Biden stated on Friday 3, that “when I ran for President, I made a commitment to ensuring transparency regarding the declassification of documents on September 11, 2001, terrorist attacks on America. As we approach the 20th anniversary of that tragic day, I am honoring that commitment.” The President then directed the Justice Department and other agencies to begin the declassification process.

The timeline 

Family members of the 9/11 victims and other ones affected have long sought US government documents related to whether Saudi Arabia aided or financed any of the 19 people associated with al-Qaeda. They have even sued Saudi Arabia for billions of dollars.

When will we know all the information? According to journalist Julian Borger reporting from Washington, an FBI electronic communication dated April 4, 2016 will be released by 11 September. The families’ lawyers believe it is a 16-page summary of the Operation Encore findings, but the contents have not been disclosed as of yet.

Within two months of the current executive order, the FBI and other agencies will have to release “all other records that previously were withheld as classified, in full or in part, during discovery”, as well as another FBI electronic communication closing Operation Encore.

Within four months, the government will declassify “all interview reports, analytical documents, documents reporting investigative findings, or other substantive records” from the FBI’s original investigation where there is any relevance to Operation Encore.

Within six months, the government must release anything relevant from any other investigation which concerns the hijackers and any “relationship with a foreign government.” In the end, the full record should be disclosed, “except when the strongest possible reasons counsel otherwise”, states the order.

Therefore, information will be declassified in a tailored way and when the public interest outweighs any damage to national security. Additionally, the executive order says, that information should not “remain classified in order to conceal violations of law, inefficiency, or administrative error or to prevent embarrassment to a person, organization, or agency.”

Saudi Arabia’s involvement

It has been speculated that Saudi Arabia could have been directly involved in Al-Qaeda operatives and in its plan to crash three commercial jet planes into the twin towers of New York’s World Trade Center and the Pentagon outside Washington, DC.

Fifteen of the 19 hijackers were from Saudi Arabia, but a US government commission found no evidence that Saudi Arabia directly funded al-Qaeda. While the 9/11 Commission report found that Saudi Arabia had been a “problematic ally”, particularly when it came to sharing intelligence, the investigation found no evidence implicating Saudi leaders or the government.

However, “this conclusion does not exclude the likelihood that charities with significant Saudi government sponsorship diverted funds to al-Qaida,” the report claimed.

The Saudi government has denied any connection to the attacks. Nevertheless, in 2016 the declassification of the final chapter of the congressional report on the attacks suggested at least that two people who assisted the hijackers may have been Saudi intelligence officers.

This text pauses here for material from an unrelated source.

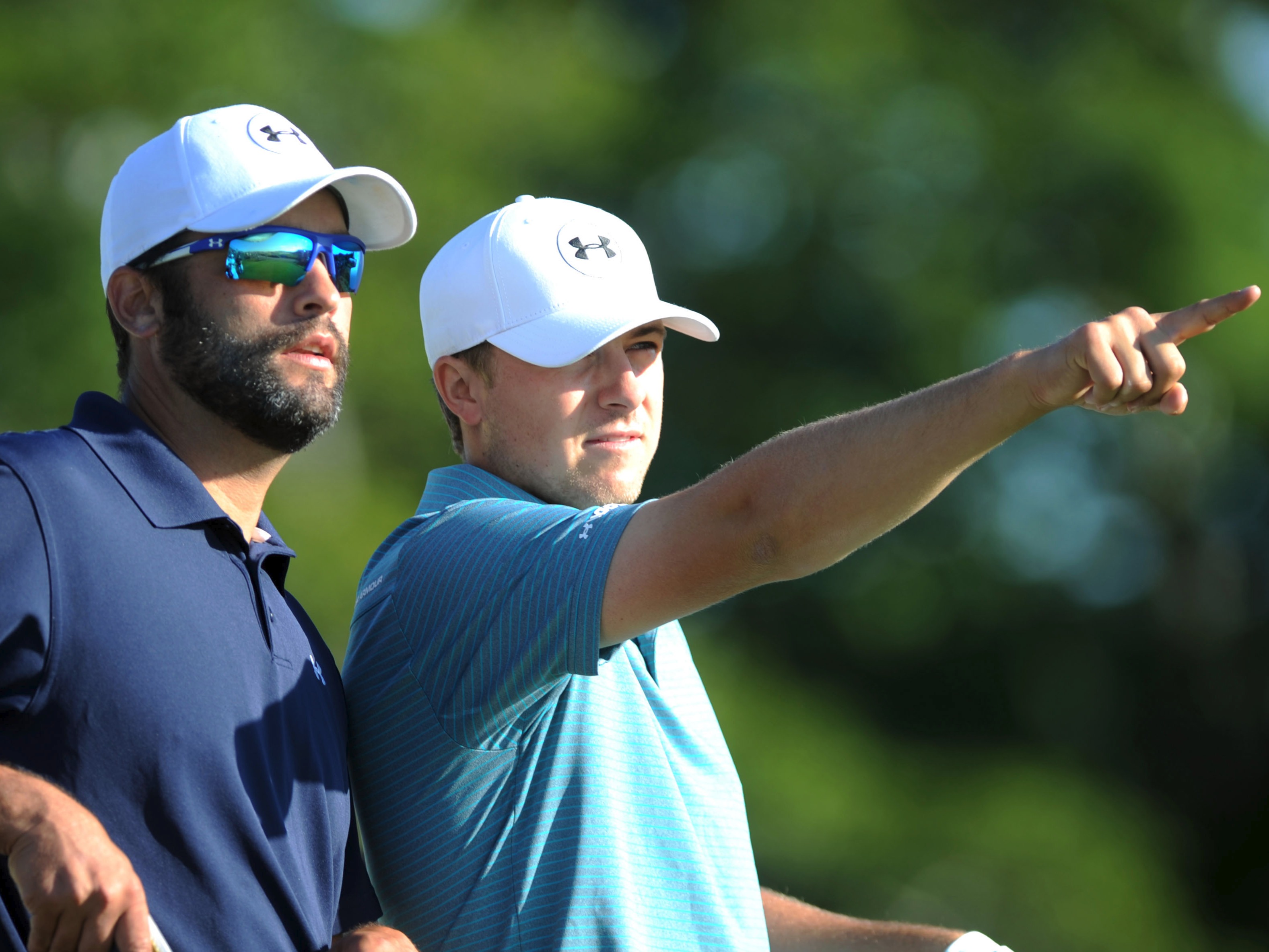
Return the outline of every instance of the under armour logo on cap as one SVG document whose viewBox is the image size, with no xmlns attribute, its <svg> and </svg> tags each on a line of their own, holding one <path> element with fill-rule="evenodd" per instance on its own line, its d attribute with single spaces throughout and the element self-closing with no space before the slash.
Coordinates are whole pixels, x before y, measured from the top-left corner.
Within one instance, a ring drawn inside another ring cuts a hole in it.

In 2017 former FBI Special Agent Stephen Moore, who oversaw the Los Angeles Task Force Team for PENTTBOM (the FBI’s investigation of the 9/11 attacks) confirmed that “diplomatic and intelligence personnel of the Kingdom of Saudi Arabia knowingly provided material support to the two 9/11 hijackers and facilitated the 9/11 plot.”

We still do not know what kind of new information these documents could unveil. Some are saying that they will not reveal anything shockingly unexpected. Nonetheless, the Biden administration has taken a step forward when taking this decision, since previous administrations have declined to declassify supporting documents. Trump went as far as invoking the state secrets privilege in 2019 to justify keeping documents classified.